Überlebende hatten vergangene Woche berichtet, dass Menschenschmuggler ihr Boot Anfang September vor der Küste Maltas gerammt hätten. Das Flüchtlingsboot sei deshalb gesunken. An Bord seien auch 100 Kinder im Alter von weniger als zehn Jahren gewesen.
Glaubwürdige Aussagen
Die Vereinten Nationen und die Internationale Organisation für Migration fürchten, dass bei dem Vorfall bis zu 500 Syrer, Palästinenser, Ägypter und Sudanesen getötet wurden. Al-Hussein sagte, falls die Berichte der Überlebenden tatsächlich wahr seien - und sie alle erschienen glaubwürdig -, blicke man auf etwas, was Massenmord gleichkomme.
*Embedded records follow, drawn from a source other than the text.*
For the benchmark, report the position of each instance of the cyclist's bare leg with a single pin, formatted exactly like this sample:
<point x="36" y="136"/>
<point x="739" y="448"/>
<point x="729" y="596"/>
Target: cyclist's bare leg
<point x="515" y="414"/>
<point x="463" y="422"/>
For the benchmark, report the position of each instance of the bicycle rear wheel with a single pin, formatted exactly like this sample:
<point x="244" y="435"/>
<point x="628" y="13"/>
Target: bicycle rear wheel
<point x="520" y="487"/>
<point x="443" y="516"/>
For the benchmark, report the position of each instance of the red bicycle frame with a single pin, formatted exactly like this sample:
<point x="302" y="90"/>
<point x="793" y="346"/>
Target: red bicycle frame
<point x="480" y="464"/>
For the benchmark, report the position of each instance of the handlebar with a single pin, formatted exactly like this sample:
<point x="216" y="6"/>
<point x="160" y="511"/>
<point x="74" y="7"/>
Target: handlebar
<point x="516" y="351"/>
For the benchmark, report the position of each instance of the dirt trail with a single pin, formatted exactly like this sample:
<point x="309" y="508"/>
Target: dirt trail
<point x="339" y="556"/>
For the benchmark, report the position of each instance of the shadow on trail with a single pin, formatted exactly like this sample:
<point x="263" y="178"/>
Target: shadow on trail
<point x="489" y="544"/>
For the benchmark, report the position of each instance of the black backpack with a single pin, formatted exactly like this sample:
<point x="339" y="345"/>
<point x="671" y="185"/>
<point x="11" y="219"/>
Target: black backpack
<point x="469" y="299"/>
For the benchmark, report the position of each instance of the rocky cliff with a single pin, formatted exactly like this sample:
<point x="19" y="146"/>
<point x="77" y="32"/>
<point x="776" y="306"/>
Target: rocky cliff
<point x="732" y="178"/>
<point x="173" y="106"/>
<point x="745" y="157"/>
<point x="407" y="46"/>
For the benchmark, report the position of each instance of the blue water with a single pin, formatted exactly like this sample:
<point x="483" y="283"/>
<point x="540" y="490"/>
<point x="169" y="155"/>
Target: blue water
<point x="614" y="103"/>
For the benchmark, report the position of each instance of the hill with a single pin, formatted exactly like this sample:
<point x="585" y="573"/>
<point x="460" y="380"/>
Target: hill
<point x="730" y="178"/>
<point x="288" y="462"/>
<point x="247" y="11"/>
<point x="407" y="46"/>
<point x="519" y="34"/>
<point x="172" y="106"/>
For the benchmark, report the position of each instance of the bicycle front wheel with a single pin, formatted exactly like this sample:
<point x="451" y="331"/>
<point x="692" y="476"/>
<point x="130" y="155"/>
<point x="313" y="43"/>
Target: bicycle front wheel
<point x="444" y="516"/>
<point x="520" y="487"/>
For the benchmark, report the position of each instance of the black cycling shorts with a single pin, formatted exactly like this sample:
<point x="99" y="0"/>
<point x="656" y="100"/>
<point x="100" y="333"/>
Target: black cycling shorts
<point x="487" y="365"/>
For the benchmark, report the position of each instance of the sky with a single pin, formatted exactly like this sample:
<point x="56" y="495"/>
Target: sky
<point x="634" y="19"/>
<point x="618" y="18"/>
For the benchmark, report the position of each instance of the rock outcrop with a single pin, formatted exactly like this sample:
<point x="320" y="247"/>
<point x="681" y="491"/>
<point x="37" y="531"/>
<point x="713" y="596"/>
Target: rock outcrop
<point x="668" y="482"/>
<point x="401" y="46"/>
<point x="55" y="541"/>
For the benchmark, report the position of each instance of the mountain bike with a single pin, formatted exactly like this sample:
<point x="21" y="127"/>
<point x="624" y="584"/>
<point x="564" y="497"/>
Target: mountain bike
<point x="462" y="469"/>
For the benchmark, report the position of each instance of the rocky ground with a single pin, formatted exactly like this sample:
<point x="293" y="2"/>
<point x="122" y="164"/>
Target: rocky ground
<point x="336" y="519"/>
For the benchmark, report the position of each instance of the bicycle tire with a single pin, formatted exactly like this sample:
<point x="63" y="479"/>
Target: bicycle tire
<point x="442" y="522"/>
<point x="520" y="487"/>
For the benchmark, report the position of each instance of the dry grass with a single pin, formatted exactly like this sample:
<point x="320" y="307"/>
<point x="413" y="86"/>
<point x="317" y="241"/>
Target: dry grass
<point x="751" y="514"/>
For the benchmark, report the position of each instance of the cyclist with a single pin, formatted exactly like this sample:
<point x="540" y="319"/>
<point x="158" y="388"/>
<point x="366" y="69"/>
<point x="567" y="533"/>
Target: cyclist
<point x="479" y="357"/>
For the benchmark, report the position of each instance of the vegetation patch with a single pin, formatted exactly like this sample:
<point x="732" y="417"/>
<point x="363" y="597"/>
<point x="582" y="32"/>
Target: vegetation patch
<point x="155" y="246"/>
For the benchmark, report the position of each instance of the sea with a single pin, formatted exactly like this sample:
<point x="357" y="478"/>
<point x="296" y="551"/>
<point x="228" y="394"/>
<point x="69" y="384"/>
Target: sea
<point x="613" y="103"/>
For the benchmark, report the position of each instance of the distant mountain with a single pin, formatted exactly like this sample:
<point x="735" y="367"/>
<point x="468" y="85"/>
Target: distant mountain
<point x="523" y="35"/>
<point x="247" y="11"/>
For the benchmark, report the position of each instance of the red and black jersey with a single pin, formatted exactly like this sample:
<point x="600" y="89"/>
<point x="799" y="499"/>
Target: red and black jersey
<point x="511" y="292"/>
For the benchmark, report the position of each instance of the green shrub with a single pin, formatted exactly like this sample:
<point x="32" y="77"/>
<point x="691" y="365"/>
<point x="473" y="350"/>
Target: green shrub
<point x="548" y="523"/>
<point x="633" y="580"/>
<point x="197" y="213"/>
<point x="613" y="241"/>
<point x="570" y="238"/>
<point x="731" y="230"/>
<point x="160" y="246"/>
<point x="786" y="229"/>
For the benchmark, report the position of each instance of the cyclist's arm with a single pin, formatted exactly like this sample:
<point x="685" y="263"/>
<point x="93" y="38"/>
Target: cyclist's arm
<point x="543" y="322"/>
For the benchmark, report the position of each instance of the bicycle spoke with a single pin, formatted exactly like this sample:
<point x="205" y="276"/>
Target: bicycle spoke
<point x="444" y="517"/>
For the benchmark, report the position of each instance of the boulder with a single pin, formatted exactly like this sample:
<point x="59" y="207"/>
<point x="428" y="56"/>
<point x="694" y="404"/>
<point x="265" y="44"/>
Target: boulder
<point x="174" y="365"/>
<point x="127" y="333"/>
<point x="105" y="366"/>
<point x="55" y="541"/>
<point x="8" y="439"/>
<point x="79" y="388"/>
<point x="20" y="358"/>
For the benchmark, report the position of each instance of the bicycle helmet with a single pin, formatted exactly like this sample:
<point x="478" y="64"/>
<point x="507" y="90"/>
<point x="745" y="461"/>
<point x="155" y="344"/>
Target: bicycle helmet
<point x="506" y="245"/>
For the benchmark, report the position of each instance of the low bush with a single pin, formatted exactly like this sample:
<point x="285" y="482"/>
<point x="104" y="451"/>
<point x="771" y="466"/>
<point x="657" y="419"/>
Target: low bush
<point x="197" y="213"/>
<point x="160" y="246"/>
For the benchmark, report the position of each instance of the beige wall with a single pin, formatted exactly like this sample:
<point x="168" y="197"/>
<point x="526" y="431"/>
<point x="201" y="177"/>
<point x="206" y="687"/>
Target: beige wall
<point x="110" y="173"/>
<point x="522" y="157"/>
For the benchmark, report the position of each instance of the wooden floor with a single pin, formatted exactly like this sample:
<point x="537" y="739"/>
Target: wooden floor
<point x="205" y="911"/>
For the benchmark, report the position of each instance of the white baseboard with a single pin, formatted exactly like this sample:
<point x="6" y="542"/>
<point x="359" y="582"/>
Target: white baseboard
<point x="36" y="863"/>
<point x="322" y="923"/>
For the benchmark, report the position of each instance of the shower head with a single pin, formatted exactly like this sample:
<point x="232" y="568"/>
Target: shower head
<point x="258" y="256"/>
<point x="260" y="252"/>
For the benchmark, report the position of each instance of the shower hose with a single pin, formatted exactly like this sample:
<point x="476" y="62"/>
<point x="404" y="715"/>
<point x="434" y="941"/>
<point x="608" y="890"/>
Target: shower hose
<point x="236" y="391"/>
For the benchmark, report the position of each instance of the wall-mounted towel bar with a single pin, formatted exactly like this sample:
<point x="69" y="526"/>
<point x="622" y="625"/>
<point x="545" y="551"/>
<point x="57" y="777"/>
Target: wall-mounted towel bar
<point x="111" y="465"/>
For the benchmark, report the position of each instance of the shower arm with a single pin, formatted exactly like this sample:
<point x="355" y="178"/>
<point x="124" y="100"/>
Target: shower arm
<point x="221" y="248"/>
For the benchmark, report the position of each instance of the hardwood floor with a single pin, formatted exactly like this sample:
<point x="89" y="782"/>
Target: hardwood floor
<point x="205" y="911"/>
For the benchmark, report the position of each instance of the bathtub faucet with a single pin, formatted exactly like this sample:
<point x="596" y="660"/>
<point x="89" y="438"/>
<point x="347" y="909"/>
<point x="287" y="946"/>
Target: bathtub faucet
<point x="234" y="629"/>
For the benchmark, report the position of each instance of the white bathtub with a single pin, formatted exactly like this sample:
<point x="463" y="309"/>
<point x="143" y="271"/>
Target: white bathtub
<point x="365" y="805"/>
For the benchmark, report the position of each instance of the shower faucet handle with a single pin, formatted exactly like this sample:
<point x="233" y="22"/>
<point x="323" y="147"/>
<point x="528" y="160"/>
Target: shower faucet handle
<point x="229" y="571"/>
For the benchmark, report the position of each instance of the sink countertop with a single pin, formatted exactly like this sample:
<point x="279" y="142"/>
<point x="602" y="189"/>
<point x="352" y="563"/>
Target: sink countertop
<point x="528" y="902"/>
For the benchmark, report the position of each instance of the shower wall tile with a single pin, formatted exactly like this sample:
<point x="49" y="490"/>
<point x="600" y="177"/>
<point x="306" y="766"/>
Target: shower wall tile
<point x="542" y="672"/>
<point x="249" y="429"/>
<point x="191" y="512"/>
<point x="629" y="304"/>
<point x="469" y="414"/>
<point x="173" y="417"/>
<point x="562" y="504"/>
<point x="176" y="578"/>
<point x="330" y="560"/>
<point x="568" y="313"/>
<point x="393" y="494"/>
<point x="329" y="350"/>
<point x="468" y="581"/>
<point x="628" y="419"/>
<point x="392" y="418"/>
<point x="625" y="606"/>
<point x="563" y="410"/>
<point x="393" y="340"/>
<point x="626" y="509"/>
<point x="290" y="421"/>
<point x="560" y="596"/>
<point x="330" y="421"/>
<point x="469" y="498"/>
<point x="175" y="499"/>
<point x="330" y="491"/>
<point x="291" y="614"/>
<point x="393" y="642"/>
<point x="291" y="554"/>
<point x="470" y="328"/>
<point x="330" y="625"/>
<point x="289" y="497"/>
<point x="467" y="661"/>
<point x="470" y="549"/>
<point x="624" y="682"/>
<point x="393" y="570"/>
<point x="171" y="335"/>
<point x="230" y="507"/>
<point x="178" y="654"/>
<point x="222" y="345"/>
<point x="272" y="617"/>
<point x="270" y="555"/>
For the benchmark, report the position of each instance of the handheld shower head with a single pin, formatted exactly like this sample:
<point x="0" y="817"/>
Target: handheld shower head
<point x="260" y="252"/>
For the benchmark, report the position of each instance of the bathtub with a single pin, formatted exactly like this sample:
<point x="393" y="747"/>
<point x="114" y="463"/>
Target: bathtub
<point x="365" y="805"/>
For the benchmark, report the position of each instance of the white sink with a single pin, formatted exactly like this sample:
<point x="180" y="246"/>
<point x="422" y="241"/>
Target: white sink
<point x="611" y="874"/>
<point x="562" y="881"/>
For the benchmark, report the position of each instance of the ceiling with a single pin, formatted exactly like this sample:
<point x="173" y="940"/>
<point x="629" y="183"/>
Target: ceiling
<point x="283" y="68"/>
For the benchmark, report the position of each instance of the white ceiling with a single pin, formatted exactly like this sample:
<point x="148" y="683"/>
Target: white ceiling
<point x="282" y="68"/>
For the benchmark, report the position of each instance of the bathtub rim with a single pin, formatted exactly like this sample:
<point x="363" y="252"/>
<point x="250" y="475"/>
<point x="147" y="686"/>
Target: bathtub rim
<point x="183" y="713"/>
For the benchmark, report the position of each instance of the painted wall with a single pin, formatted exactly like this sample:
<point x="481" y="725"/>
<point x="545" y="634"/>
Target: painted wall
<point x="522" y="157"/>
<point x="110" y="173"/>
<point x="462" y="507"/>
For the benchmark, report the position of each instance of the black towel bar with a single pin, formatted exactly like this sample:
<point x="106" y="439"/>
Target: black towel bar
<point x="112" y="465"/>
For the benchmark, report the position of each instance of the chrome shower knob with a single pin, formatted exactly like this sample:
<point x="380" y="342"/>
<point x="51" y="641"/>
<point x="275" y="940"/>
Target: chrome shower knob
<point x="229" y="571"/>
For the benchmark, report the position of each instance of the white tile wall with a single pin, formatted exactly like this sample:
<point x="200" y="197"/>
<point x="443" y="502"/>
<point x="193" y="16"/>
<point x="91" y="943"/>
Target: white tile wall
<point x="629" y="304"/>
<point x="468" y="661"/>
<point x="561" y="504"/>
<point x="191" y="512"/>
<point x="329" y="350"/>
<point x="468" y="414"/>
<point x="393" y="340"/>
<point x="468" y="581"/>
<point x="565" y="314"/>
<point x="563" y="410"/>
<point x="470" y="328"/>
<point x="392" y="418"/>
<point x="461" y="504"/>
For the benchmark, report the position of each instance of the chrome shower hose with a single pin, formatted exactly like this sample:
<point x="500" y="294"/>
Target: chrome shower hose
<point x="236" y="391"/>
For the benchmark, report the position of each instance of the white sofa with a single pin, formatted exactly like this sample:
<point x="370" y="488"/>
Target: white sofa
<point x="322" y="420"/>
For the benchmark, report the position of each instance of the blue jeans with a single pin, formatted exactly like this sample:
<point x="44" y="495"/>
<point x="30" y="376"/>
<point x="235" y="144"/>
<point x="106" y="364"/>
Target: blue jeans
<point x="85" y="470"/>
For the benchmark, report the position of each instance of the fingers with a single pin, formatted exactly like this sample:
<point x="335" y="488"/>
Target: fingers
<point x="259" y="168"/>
Die Vorfälle sollten von den Ländern so untersucht werden, als ob es sich um Bürger ihrer Staaten handele, die innerhalb ihrer Landesgrenzen von Gangstergruppen getötet worden seien, sagte er. Die Antwort auf das Verbrechen solle nicht weniger hart ausfallen, nur weil es auf hoher See stattgefunden habe und die Opfer Ausländer seien.
Rekordzahl an Todesopfern
Sollten sich die Zahlen bestätigen, wären in diesem Jahr bisher rund 2900 Migranten auf ihrem Weg nach Europa im Mittelmeer ums Leben gekommen und damit so viele wie noch nie zuvor in einem Jahr. 2013 starben rund 700 Flüchtlinge. Seit Jahresbeginn wurden nach Zahlen des UN-Flüchtlingshilfswerks UNHCR mehr als 100'000 Flüchtlinge aus dem Mittelmeer gerettet. Allein am vergangenen Wochenende fischten italienische Helfer fast 3000 Schiffbrüchige aus dem Wasser.
IOM-Sprecherin Christiane Berthiaume hatte am Montag gesagt, Zeugen hätten berichtet, das vor Malta gerammte Boot habe Anfang September die ägyptische Hafenstadt Damiette verlassen. An Bord seien rund 500 Syrer, Palästinenser, Ägypter und Sudanesen gewesen. Menschenhändler hätten das Boot in zwei Schiffen überholt und verlangt, dass die Migranten auf ihre Schiffe umsteigen.
Streit als Auslöser?
Zwei palästinensische Überlebende berichteten IOM-Mitarbeitern, es habe einen gewalttätigen Streit zwischen den Migranten und den Menschenhändlern gegeben, anschliessend hätten die Schlepper das Flüchtlingsboot gerammt. Lediglich neun Menschen überlebten den Angaben zufolge die Auseinandersetzung auf hoher See.
Die beiden überlebenden Palästinenser wurden von einem Frachter unter panamaischer Flagge aus dem Wasser geholt und nach Pozzallo in Italien gebracht. Die übrigen sieben Überlebenden des Vorfalls vor Malta wurden auf anderen Schiffen nach Kreta, Griechenland und Malta befördert. In Italien sind allein in diesem Jahr bis Ende August etwa 100'000 Flüchtlinge angekommen. 2013 waren es 42'000.